So far all we have done is solve the linear combination of W, X and B for y which is 5. Now we can illustrate what we are using the autodiff capabilities of pytorch/autograd for. Given that we know the product of these tensors is 5, we know that the product of W or X and it's gradient, the slope of the equation at that point, plus the intercept B, will give us 5. We can prove this below. 

In [43]:
y.backward()
print(x.grad)
print(w.grad)
print(b)

tensor(2.)
tensor(1.)
tensor(3.)


To check: x = 1, it's gradient is 2 so X * X.grad + B = 5. Keep this in mind, this will come in handy later, when we are using this feature to minimize a loss function to converge a very simple linear regression model, and because we are still in lockdown we are going to try and fit the flavour (subjective) and degree of crustiness (also subjective) of my home made sour dough to the measured proofing time, acidity and age of my starter.

## Linear Regression Data

In [44]:
# Input (Proofing time, acidity, age of starter)
inputs = np.array([[12, 4.5, 32], 
                   [15, 4.2, 40], 
                   [18, 4.2, 45], 
                   [24, 4.0, 51], 
                   [30, 3.8, 58],
                   [18, 3.8, 65],
                   [15, 4.0, 70],
                   [15, 4.1, 78],
                   [18, 3.9, 81],
                   [24, 4.0, 90]], dtype='float32')
# Targets (Flavour, Crust)
targets = np.array([[70, 70], 
                    [72, 75], 
                    [80, 70], 
                    [85, 75], 
                    [85, 80],
                    [82, 85], 
                    [90, 85], 
                    [87, 90], 
                    [85, 90], 
                    [90, 95]], dtype='float32')
print(inputs) # This is an Array

[[12.   4.5 32. ]
 [15.   4.2 40. ]
 [18.   4.2 45. ]
 [24.   4.  51. ]
 [30.   3.8 58. ]
 [18.   3.8 65. ]
 [15.   4.  70. ]
 [15.   4.1 78. ]
 [18.   3.9 81. ]
 [24.   4.  90. ]]


In [45]:
# Convert inputs and targets to tensors
inputs = torch.from_numpy(inputs) # we are using the from_numpy method which doesn't copy the data but provides a reference.
targets = torch.from_numpy(targets) # This is an efficient method when the data is large, probably unnecessary for data of this size.
print(inputs) # This is the converted Tensor where the type has been converted to float32.

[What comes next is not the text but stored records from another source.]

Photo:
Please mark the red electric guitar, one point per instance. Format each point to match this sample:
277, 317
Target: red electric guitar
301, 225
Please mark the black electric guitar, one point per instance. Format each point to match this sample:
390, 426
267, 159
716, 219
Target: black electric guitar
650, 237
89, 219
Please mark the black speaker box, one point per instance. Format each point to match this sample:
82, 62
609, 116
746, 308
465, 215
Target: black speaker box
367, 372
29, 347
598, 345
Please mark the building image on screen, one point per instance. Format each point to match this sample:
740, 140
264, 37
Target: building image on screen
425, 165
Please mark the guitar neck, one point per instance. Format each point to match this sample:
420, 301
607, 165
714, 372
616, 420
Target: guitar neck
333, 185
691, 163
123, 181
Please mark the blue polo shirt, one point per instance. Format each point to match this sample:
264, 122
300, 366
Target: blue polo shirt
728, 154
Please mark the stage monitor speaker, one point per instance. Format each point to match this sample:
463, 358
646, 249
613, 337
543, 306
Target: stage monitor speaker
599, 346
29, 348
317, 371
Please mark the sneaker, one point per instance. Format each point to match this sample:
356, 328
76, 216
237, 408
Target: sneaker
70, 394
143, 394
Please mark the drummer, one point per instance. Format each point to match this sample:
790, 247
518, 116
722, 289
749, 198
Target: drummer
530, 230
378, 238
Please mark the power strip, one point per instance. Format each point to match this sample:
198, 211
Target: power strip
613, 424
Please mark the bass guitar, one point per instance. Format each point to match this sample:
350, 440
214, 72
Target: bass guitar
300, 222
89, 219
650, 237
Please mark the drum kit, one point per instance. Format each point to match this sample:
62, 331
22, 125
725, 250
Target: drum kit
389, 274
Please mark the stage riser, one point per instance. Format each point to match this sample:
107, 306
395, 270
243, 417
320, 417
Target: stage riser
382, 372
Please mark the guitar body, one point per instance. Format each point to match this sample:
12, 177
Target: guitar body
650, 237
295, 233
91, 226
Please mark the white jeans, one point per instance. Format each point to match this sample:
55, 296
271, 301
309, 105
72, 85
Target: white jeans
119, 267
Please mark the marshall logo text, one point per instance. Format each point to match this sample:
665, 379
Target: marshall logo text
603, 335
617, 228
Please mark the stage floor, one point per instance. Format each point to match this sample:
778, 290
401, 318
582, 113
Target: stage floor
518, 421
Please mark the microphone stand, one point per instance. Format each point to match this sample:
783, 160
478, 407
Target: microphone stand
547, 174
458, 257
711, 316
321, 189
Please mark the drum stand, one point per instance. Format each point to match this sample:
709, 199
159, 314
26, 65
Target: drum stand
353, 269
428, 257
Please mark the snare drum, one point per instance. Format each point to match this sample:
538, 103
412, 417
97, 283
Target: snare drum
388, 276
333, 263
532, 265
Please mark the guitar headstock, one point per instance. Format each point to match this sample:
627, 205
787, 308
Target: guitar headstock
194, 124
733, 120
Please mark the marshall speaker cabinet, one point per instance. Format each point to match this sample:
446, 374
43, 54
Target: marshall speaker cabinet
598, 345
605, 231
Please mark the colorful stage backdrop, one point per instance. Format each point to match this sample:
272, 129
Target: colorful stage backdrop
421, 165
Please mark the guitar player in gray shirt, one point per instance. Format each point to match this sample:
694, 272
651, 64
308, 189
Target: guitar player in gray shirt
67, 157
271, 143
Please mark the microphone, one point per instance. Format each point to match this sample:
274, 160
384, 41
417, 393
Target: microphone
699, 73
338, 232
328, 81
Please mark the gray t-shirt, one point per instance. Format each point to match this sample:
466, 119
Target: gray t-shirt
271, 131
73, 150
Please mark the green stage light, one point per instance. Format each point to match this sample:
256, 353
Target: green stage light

tensor([[12.0000,  4.5000, 32.0000],
        [15.0000,  4.2000, 40.0000],
        [18.0000,  4.2000, 45.0000],
        [24.0000,  4.0000, 51.0000],
        [30.0000,  3.8000, 58.0000],
        [18.0000,  3.8000, 65.0000],
        [15.0000,  4.0000, 70.0000],
        [15.0000,  4.1000, 78.0000],
        [18.0000,  3.9000, 81.0000],
        [24.0000,  4.0000, 90.0000]])


### So we now have a matrix of 10x3 inputs, and a matrix of 10x2 targets.

In an ideal situation, we would multiply our inputs, X, by some weights w, and add a bias, b. This will return our target values of y for the correct values of w and b. Now, we are unlikely to guess the correct values of w and b on the first guess, but there are a few ways forward. We could grid or random search a matrix of values to brute force this, but this is not a very sophisticated method and will not necessarily find the minima for latent space if that area is outside the defined search area. 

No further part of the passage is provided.